On relèvera une différence non négligeable sur la nature des textes et sur la procédure applicable pour parvenir à une harmonisation. L'article 86 prévoit que ce sont des règlements du Conseil, adoptés conformément à une procédure législative spéciale (unanimité au Conseil et approbation du Parlement européen), qui fixeront les règles de procédure applicables aux activités du Parquet européen, ainsi que celles gouvernant l'admissibilité des preuves, et les règles applicables au contrôle juridictionnel des actes de procédure.
Au contraire, l'article 82 prévoit que le Parlement européen et le Conseil peuvent établir des règles minimales en statuant par voie de directives conformément à la procédure législative ordinaire. Ces règles minimales tiennent compte des différences entre les traditions et systèmes juridiques des États membres. Elles portent sur l'admissibilité mutuelle des preuves entre les États membres, les droits des personnes dans la procédure pénale et les droits des victimes de la criminalité. La même procédure est prévue par l'article 83 aux fins d'établir des règles minimales relatives à la définition des infractions pénales et des sanctions dans des domaines de criminalité particulièrement grave revêtant une dimension transfrontière C'est aussi la procédure législative ordinaire (après consultation de la Cour des comptes) qui est prévue par l'article 325 pour arrêter les mesures nécessaires à la prévention de la fraude portant atteinte aux intérêts financiers de l'Union et à la lutte contre cette fraude.
Les règlements relatifs au Parquet européen devraient s'en tenir à un socle minimal de règles harmonisées et ne pas prétendre à l'exhaustivité. Il conviendra de prendre en compte, à travers des règles de procédures différentes, les traditions juridiques nationales (par exemple, la preuve est libre en France alors qu'elle est très encadrée au Royaume-Uni). L'harmonisation des règles de droit pénal et de procédure pénale prévue par le TFUE (articles 82 et 83) devrait être menée parallèlement.

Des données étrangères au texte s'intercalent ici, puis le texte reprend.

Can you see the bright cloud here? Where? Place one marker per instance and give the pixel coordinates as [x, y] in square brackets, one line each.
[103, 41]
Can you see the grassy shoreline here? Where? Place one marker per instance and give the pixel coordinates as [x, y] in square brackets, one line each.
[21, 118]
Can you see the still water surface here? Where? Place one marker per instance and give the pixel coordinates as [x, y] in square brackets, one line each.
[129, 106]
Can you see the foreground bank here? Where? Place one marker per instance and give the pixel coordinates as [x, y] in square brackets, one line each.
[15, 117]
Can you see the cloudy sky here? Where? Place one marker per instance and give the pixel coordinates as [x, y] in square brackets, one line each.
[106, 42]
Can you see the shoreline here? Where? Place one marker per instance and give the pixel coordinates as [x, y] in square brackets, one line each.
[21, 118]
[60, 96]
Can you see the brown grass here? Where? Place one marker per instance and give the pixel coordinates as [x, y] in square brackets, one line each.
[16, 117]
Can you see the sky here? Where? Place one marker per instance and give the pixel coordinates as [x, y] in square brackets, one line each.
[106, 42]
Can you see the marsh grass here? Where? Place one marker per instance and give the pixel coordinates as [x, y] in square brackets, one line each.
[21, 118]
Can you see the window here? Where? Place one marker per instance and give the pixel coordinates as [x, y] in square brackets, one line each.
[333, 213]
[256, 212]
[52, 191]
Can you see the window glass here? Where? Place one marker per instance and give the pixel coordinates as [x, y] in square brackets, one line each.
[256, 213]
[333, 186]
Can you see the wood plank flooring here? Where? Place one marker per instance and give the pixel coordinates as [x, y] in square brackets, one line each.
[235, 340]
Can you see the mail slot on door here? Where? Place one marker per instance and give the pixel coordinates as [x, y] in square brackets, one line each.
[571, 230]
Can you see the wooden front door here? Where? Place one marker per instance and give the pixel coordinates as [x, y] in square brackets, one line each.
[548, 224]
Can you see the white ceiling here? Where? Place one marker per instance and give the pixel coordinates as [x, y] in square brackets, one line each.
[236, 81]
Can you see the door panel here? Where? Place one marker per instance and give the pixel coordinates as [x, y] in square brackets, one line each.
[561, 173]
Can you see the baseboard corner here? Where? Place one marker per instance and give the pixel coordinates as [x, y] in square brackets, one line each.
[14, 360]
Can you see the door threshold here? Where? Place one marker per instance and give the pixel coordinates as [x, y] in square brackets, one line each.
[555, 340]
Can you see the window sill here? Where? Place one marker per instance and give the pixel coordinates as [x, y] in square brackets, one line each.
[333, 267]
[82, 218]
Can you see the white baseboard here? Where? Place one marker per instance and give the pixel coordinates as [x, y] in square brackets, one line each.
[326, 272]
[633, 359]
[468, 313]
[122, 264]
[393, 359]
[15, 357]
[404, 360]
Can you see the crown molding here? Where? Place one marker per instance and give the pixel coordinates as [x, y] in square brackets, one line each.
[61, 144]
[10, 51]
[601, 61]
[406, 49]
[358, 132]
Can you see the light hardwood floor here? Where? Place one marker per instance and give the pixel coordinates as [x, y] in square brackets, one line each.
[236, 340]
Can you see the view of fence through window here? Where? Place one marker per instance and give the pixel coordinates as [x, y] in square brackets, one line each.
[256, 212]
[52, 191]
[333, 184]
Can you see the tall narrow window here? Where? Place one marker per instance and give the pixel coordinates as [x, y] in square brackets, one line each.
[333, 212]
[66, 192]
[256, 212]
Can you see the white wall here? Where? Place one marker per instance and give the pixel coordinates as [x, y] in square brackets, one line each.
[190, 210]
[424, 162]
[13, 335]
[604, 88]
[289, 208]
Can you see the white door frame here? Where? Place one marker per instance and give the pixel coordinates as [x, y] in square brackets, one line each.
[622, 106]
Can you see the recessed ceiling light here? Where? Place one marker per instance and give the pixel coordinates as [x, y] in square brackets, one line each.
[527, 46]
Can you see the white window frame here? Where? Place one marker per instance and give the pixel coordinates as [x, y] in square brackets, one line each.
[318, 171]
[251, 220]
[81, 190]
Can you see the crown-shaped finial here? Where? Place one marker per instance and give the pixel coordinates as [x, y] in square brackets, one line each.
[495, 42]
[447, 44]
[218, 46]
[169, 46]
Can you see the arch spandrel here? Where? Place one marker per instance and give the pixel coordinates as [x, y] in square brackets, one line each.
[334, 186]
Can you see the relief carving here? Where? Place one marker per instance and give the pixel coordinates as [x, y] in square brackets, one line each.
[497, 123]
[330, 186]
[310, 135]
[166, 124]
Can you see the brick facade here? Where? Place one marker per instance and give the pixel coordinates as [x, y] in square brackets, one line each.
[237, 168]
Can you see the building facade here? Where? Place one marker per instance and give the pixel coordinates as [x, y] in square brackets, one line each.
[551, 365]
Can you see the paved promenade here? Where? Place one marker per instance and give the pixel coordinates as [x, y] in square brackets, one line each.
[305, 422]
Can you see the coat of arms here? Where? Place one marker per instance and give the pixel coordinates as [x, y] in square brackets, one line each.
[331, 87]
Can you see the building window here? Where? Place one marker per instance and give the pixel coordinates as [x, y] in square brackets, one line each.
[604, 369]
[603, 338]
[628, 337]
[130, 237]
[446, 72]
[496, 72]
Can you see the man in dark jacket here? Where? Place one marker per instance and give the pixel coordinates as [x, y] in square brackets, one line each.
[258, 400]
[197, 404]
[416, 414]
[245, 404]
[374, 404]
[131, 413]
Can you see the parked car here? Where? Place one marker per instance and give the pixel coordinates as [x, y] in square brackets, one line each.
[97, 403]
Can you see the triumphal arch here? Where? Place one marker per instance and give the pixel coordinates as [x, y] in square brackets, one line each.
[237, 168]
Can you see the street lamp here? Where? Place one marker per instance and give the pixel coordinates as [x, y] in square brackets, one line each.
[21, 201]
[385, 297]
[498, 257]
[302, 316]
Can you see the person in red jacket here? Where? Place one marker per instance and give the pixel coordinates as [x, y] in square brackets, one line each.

L'étude du Conseil d'État explicite ce qui pourrait figurer dans des textes d'harmonisation. La charge de la preuve des infractions devrait incomber au Parquet européen, auquel il appartiendrait de soumettre à un débat contradictoire l'ensemble des éléments de preuve sur lesquels il entendrait asseoir son accusation. Les textes devraient aussi définir des règles gouvernant l'admissibilité des preuves. L'hypothèse d'un régime de liberté de preuve - qui est appliqué en procédure pénale française - étant écartée par le traité, trois solutions sont envisageables : le texte communautaire pourrait soit établir une liste des modes de preuve admissibles (écoutes, perquisitions, interrogatoires...), soit prévoir que toute preuve légalement recueillie sur le territoire d'un État membre serait admissible sur le territoire d'un autre État membre (reconnaissance mutuelle), soit enfin définir un ensemble de principes généraux applicables au recueil des preuves et dont le respect conditionnerait leur admissibilité (autorisation par un juge des libertés de toute mesure coercitive de recueil d'une preuve, par exemple).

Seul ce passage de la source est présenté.